“Boyne reads about insects,” she admitted.

“He told me of his collection of cocoons. He seems to be afraid it has suffered in his absence.”

“I’m afraid it has,” said Ellen, and then remained silent.

“There!” the young man broke out, pointing seaward. “That’s rather a fine one. Doesn’t that realize your idea of something mountains high? Unless your mountains are very high in Ohio!”

“It is grand. And the gulf between! But we haven’t any in our part. It’s all level. Do you believe the tenth wave is larger than the rest?”

“Why, the difficulty is to know which the tenth wave is, or when to begin counting.”

“Yes,” said the girl, and she added, vaguely: “I suppose it’s like everything else in that.

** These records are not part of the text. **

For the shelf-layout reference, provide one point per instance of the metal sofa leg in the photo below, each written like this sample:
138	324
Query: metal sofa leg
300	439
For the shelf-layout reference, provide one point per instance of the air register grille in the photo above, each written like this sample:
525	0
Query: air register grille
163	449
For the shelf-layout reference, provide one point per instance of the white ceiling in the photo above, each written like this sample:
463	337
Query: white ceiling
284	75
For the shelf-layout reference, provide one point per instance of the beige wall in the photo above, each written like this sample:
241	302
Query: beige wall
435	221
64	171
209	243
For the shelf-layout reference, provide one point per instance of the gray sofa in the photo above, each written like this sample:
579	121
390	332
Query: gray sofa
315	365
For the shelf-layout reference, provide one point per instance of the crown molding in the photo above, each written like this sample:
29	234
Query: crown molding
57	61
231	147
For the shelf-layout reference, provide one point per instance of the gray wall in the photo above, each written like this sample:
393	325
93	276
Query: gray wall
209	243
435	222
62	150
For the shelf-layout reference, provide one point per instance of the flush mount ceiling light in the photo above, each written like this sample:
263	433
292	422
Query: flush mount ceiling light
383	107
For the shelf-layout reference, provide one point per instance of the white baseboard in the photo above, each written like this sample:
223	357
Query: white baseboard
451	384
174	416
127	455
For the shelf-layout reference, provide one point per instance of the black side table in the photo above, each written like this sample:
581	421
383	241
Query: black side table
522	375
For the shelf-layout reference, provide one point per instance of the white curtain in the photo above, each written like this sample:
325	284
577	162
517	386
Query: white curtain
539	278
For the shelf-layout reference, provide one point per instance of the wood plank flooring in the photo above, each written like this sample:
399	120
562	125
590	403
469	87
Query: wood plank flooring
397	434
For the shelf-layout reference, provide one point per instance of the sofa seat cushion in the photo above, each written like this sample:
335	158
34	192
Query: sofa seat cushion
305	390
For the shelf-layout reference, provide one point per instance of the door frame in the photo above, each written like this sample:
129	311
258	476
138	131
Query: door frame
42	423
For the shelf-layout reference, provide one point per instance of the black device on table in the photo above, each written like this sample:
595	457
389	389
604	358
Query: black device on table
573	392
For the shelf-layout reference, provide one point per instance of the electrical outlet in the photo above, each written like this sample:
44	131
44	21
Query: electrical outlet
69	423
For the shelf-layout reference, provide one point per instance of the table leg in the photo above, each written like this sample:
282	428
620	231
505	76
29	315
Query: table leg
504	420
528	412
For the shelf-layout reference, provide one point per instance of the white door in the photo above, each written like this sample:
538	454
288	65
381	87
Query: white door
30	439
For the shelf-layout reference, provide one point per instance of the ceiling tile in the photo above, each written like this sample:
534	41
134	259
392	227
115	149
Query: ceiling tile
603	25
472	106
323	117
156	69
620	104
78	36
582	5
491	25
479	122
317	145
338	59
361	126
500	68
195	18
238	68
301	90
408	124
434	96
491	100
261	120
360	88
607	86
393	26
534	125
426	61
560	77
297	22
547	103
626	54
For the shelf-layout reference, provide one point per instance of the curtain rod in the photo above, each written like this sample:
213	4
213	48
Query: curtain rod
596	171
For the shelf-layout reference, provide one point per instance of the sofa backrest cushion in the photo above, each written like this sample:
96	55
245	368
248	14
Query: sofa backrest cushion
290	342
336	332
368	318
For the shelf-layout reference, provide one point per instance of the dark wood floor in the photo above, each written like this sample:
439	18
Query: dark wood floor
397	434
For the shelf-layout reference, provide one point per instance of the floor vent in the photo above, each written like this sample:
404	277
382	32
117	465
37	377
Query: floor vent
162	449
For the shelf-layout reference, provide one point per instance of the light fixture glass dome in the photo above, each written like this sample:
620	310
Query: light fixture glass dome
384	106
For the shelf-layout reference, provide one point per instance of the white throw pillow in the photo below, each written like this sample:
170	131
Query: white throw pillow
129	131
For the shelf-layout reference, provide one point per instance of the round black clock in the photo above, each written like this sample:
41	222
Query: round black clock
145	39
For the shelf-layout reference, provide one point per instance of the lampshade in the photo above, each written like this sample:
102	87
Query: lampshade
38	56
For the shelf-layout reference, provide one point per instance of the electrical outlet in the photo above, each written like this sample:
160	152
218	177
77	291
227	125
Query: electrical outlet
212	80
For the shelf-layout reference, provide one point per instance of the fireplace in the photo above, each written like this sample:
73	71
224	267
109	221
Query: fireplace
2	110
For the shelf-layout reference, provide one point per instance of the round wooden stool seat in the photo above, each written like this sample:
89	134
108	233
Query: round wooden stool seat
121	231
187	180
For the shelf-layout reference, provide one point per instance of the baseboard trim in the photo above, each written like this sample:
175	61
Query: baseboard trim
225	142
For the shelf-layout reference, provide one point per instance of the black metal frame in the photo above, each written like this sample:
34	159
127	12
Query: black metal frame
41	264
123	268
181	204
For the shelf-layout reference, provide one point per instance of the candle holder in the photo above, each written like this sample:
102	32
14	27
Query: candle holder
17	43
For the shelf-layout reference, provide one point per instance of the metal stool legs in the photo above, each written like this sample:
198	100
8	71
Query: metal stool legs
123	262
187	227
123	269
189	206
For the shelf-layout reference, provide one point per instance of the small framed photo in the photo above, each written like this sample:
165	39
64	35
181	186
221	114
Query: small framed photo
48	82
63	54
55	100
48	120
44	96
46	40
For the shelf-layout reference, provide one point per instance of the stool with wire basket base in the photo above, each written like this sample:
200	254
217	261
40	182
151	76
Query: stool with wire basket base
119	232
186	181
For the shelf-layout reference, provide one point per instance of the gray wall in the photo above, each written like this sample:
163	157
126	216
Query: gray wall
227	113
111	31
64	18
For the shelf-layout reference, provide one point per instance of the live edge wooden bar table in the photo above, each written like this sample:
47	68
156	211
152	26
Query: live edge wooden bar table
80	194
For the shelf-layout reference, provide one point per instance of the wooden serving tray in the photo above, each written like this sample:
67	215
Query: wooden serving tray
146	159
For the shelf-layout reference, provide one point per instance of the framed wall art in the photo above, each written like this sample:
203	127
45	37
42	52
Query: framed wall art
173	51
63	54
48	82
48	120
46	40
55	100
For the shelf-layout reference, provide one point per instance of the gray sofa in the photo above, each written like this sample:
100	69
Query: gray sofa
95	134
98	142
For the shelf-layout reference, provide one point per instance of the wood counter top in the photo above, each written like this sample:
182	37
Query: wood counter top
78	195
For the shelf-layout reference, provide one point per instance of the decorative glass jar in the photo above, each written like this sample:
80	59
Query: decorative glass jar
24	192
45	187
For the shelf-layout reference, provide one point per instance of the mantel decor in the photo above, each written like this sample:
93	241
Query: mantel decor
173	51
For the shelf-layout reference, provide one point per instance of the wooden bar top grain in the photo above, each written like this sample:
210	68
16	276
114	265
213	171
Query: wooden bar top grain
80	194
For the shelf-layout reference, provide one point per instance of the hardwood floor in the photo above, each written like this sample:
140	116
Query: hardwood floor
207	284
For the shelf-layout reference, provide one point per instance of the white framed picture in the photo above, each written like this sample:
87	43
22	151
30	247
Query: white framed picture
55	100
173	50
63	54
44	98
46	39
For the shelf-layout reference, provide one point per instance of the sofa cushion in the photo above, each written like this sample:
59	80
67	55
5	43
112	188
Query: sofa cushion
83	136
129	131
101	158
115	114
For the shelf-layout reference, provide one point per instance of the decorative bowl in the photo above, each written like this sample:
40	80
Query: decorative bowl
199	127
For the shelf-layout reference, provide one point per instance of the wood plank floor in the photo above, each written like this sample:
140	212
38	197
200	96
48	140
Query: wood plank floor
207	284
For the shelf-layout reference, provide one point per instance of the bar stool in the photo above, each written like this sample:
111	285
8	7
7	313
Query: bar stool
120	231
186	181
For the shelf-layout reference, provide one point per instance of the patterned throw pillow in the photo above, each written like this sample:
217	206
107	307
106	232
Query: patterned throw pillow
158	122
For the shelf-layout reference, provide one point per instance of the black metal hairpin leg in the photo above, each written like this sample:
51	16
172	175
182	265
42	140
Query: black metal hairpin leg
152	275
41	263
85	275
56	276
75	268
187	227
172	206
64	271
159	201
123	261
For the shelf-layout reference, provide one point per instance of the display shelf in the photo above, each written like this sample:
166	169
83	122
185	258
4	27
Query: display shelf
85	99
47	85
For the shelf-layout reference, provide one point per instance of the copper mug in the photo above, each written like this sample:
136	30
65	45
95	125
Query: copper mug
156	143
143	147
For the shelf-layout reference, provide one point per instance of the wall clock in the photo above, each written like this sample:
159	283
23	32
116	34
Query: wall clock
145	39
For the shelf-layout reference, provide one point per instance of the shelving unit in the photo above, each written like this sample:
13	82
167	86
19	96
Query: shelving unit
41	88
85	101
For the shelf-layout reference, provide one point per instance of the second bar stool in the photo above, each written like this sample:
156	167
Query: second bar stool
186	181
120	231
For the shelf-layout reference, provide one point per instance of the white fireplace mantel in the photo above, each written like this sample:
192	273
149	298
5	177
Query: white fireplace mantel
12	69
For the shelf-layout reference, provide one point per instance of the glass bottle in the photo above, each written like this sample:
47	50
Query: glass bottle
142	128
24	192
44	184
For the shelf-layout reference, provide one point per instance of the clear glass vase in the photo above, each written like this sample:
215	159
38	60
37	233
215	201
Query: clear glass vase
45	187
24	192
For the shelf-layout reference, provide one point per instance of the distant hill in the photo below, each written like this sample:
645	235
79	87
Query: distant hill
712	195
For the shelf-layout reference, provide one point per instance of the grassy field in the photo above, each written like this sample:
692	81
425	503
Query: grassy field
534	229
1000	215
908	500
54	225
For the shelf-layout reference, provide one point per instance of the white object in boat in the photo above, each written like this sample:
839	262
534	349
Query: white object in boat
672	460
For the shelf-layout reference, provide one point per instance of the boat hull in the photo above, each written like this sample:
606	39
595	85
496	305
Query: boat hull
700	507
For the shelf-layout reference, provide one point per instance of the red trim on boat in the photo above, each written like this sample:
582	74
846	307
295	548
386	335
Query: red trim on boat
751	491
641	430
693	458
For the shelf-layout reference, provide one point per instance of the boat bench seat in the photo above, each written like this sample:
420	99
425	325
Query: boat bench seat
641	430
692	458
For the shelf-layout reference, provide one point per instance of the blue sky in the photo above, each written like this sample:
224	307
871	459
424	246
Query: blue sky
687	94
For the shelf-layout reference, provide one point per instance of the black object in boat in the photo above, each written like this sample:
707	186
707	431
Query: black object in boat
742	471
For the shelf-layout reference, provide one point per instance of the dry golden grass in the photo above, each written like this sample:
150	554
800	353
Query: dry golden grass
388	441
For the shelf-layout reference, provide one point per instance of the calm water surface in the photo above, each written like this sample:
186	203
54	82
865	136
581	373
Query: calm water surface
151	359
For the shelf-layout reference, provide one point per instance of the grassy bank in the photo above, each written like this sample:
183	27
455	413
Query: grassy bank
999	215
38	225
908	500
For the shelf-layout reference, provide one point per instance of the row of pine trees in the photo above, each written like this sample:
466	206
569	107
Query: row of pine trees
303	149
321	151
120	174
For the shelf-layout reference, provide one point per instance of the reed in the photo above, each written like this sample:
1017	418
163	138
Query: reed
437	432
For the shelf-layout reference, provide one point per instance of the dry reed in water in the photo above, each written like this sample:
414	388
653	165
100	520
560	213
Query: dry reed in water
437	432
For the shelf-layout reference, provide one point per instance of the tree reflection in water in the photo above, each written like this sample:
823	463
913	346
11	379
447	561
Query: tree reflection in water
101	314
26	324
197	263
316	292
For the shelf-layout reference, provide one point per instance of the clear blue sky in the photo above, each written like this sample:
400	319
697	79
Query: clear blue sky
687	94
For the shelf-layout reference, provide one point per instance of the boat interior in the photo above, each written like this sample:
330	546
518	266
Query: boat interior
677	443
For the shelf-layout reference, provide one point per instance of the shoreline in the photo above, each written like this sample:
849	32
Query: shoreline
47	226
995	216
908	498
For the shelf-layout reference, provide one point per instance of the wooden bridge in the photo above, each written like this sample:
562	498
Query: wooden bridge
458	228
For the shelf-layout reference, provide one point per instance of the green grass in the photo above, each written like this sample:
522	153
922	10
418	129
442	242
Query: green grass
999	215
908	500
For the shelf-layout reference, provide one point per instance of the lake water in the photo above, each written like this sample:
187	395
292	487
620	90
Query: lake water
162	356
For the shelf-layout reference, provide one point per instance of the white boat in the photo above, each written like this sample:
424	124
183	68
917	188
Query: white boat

We have to make-believe before we can believe anything.”

“Something like an hypothesis certainly seems necessary,” Breckon assented, with a smile for the gravity of their discourse. “We shouldn’t have the atomic theory without it.” She did not say anything, and he decided that the atomic theory was beyond the range of her reading. He tried to be more concrete. “We have to make-believe in ourselves before we can believe, don’t we? And then we sometimes find we are wrong!” He laughed, but she asked, with tragical seriousness:

“And what ought you to do when you find out you are mistaken in yourself?”

“That’s what I’m trying to decide,” he replied. “Sometimes I feel like renouncing myself altogether; but usually I give myself another chance. I dare say if I hadn’t been so forbearing I might have agreed with your sister about my unfitness for the ministry.”